Gad Lerner è nato a Beirut, in Libano, 65 anni fa, da una famiglia ebraica che si era stabilita in Palestina sin dalla fondazione dello Stato di Israele. Il padre, Moshé, è nato e cresciuto in un kibbutz di Haifa da genitori galiziani originari di Drohobyc (nell’attuale Ucraina, all’epoca parte dell’Impero Austro-ungarico), mentre la madre israeliana è cresciuta in Libano con la famiglia, in un ambiente animato da un ricco mercante turco e dalla figlia di intellettuali lituani. A tre anni Gad si è trasferito con i genitori a Milano, dove per trent’anni è stato apolide in attesa della cittadinanza italiana, che gli viene riconosciuta solo nel 1986. In un uomo solo convivono sangue israeliano e ucraino, natali libanesi, radici ebraiche, cuore palestinese, storia e passaporto italiani, influenze turche e lituane. E fede interista.
Ora, mettetevi nei panni di un bifolco padano e leghista che nella sua vita non ha mai viaggiato più in là della Brianza e per cui l’Europa comincia e finisce a Orio al Serio. E, a un certo punto, il bifolco si trova di fronte uno come Gad Lerner. Il minimo che possa accadere è che gli urli “non sei italiano, sei ebreo”, convinto probabilmente che sia una nazione esotica covo di migranti e terroristi, anche se di preciso non la sa collocare sulla cartina.
Perché, in fondo, prima ancora dello squadrismo e del razzismo, il problema vero oggi in Italia è il baratro culturale in cui sguazzano orgogliosamente milioni di persone votanti che non viaggiano, non conoscono, non si informano, sono istintivamente spaventate da vite, lingue e culture diverse, da quello che non possono vedere e da chiunque non riescono a etichettare.

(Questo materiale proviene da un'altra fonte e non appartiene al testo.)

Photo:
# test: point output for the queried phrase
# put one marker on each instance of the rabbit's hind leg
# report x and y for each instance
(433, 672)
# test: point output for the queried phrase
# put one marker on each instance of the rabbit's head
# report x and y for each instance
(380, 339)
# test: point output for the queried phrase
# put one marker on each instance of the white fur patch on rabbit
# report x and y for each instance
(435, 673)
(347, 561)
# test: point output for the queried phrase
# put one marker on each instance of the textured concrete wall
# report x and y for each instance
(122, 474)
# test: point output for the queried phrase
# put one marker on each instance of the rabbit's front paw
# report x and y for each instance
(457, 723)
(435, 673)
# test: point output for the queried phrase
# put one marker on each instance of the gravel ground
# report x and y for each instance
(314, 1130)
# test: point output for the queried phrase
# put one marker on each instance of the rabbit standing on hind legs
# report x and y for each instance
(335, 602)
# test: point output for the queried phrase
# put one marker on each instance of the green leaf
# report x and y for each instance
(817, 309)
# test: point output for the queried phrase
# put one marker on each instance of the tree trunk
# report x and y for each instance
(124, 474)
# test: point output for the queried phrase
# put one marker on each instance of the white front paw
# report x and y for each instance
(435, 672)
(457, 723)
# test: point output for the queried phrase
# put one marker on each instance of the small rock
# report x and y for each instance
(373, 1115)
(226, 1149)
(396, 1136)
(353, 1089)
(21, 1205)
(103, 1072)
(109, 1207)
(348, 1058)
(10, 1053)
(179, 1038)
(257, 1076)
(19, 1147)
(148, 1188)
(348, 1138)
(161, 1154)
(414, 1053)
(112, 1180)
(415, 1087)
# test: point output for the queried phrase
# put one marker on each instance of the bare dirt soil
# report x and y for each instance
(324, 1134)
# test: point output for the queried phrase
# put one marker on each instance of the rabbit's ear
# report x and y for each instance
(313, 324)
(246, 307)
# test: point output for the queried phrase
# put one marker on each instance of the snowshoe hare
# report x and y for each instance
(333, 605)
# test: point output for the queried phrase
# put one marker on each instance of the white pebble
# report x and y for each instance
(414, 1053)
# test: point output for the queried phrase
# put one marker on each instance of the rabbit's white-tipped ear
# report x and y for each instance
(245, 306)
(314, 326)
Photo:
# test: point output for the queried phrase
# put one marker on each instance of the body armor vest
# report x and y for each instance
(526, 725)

Non hanno paura di Gad ma di quello che rappresenta, della meravigliosa miscela multiculturale che incarna. Se vogliamo fermare Salvini e la sua propaganda dell’orrore, non combattiamo le urla delle bestie ma il silenzio assordante che le ha generate. E il sovranismo magicamente morirà di inedia e di stenti. Insieme a chi lo ha cavalcato.